The youngest, a Chicago hometown fellow making big money on a line from the Gillette Safety Razor Company, had the explanation: “Electricity is faster than steam.”
“What the heck do you mean by that?” asked the Locomobile representative.
“He means,” said Fritz Wunderlich, “vile you ride the train, your joke flies to San Francisco on the telegraph vire.”
“Who can afford to telegraph jokes?”
“No one goes to the expense. But late at night when the wires are quiet and the operators have nothing else to do, they click jokes to one another.”
The Quaker Oats salesman nodded. “They know their pals by their ‘fists.’ One pal clicks anoth
er, city to city, and the jokes get passed along the wire all the way across the continent.”
“Fritz? How are things in Leipzig?”
“I am happy to say that America remains a nation of God-fearing, music-loving churchgoers, so things in Leipzig are very vell indeed. At least among the organ builders, danke. Und you, gentlemen? All are vell?”
“Very well, Fritz. Say, weren’t you trying to sell a new organ to that big church in St. Louis last time? How did that go?”
“Detroit, if I recall. And thank you, it vent O.K.”
“They bought the new organ?”
“Two!”
“Two organs for one church? Why did they buy two?”
Wunderlich’s smile warmed the table, and his response was the drummer’s anthem: “It seemed like a good idea at the time.”
The table roared. Salesmen slapped their thighs. Those indulging in eye-openers signaled the waiters for another round.
“Must go. Time is money. Ja! I almost forget. I took on a new line. Hymnals. Here, sample pages.” He opened a calfskin satchel decorated in solid brass and passed around beautifully printed single sheets.
“Onvard, Christian Soldiers,” he sang as he bundled up his things. His beautiful voice, a thrilling lyric tenor, stopped every conversation in the room. “Marching as to Var.”

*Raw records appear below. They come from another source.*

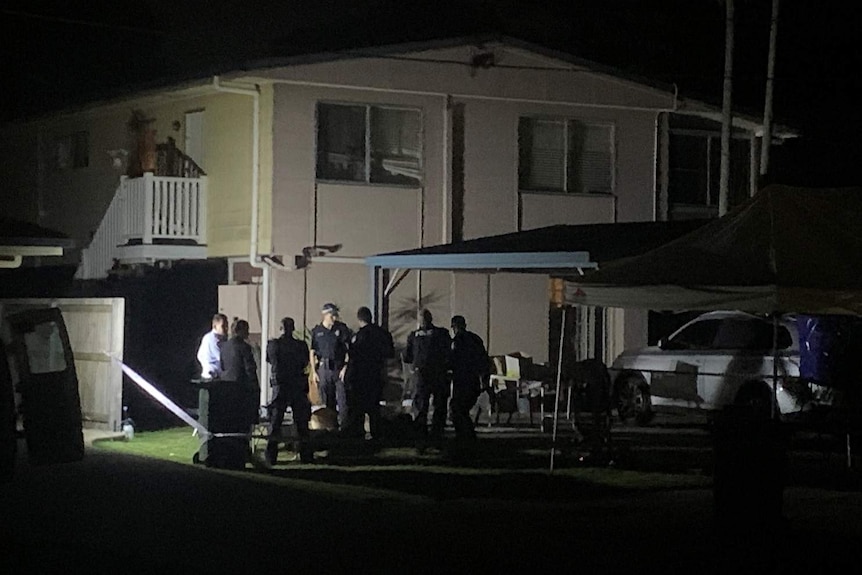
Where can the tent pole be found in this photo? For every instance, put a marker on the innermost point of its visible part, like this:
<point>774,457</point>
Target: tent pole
<point>557,393</point>
<point>775,411</point>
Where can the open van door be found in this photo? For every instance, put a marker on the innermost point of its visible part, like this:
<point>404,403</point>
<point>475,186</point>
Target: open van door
<point>42,368</point>
<point>8,435</point>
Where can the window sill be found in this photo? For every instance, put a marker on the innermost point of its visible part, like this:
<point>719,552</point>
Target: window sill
<point>567,194</point>
<point>354,184</point>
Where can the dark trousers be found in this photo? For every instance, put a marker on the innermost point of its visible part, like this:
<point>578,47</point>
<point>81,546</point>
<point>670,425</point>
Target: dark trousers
<point>431,383</point>
<point>295,397</point>
<point>332,393</point>
<point>465,392</point>
<point>363,397</point>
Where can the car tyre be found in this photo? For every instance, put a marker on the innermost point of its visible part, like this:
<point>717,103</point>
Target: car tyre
<point>633,402</point>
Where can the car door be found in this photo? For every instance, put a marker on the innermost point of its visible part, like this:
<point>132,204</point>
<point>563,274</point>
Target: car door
<point>8,435</point>
<point>676,384</point>
<point>740,353</point>
<point>42,369</point>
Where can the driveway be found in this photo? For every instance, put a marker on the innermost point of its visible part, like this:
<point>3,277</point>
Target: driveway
<point>130,514</point>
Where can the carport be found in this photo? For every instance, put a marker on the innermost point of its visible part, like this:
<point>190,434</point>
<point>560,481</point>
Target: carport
<point>786,250</point>
<point>556,251</point>
<point>20,239</point>
<point>561,251</point>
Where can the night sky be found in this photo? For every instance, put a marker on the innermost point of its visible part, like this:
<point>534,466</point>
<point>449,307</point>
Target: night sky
<point>53,55</point>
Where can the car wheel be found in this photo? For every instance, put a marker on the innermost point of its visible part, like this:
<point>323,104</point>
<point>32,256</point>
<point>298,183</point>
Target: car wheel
<point>755,400</point>
<point>633,401</point>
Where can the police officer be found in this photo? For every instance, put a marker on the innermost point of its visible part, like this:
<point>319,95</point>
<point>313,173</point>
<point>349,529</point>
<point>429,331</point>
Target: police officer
<point>237,358</point>
<point>329,343</point>
<point>469,363</point>
<point>428,351</point>
<point>233,401</point>
<point>289,359</point>
<point>370,347</point>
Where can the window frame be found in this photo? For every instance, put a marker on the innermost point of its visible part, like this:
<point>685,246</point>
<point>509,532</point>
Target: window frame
<point>567,122</point>
<point>367,107</point>
<point>713,142</point>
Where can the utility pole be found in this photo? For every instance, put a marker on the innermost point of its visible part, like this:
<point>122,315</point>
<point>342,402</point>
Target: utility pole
<point>767,108</point>
<point>726,112</point>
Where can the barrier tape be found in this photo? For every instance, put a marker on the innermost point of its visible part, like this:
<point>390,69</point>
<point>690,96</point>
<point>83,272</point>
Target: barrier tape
<point>151,390</point>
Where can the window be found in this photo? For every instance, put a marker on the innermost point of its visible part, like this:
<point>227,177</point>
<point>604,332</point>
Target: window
<point>565,156</point>
<point>695,169</point>
<point>45,352</point>
<point>750,335</point>
<point>698,335</point>
<point>73,151</point>
<point>369,144</point>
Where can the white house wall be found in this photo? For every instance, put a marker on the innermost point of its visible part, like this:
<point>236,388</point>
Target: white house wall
<point>367,220</point>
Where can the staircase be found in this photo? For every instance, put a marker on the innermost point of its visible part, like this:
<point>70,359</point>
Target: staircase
<point>150,219</point>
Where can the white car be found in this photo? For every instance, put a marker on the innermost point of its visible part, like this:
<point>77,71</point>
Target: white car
<point>718,359</point>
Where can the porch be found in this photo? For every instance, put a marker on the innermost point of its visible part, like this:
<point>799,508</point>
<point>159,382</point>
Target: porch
<point>151,219</point>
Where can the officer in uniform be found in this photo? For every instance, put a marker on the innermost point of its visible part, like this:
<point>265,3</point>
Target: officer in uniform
<point>289,359</point>
<point>233,401</point>
<point>428,351</point>
<point>370,347</point>
<point>469,362</point>
<point>329,344</point>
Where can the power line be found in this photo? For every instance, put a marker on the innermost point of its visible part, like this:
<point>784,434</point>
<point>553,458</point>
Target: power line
<point>75,21</point>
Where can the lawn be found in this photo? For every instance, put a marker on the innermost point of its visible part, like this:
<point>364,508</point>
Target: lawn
<point>500,468</point>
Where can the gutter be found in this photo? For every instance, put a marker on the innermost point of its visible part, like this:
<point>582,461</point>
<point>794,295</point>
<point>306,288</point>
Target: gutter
<point>265,263</point>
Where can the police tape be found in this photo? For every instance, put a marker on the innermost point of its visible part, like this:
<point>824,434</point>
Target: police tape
<point>153,392</point>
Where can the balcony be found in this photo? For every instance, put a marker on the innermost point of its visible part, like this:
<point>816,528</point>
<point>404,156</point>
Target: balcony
<point>151,219</point>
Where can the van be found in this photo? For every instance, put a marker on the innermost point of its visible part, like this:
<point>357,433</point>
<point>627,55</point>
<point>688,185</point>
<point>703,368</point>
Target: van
<point>39,396</point>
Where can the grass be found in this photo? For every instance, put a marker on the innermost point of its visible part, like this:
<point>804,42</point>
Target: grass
<point>502,470</point>
<point>175,444</point>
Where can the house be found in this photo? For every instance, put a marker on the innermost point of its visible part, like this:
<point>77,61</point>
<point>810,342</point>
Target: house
<point>295,170</point>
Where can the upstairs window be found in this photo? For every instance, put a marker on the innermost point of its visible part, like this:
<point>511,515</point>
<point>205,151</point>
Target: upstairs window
<point>694,160</point>
<point>73,151</point>
<point>568,156</point>
<point>369,144</point>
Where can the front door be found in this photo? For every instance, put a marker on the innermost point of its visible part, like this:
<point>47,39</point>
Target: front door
<point>42,368</point>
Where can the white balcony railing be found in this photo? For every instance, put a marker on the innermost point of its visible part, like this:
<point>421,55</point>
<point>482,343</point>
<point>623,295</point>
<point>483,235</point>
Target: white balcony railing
<point>165,208</point>
<point>148,211</point>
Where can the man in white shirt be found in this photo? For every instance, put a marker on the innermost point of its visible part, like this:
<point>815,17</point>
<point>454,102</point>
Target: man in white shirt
<point>209,355</point>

The drummers took up the hymn, beating time with coffee cups and highball glasses and waving farewell to good old Fritz, who was running to catch his train.
“That is one tip-top traveling man,” said the Locomobile representative loud enough for Fritz to hear.
“‘Eight days in the veek,’” chuckled another as the German disappeared out the door. “‘Thirteen months in the year.’”
“‘Time is money!’”
“‘Mit schlag.’”
“Funny thing, though,” said the Gillette Razor man.
“What’s that?”
“I stopped in one of his firms’ piano shops in Akron. They said they couldn’t take any orders, they was all backed up.”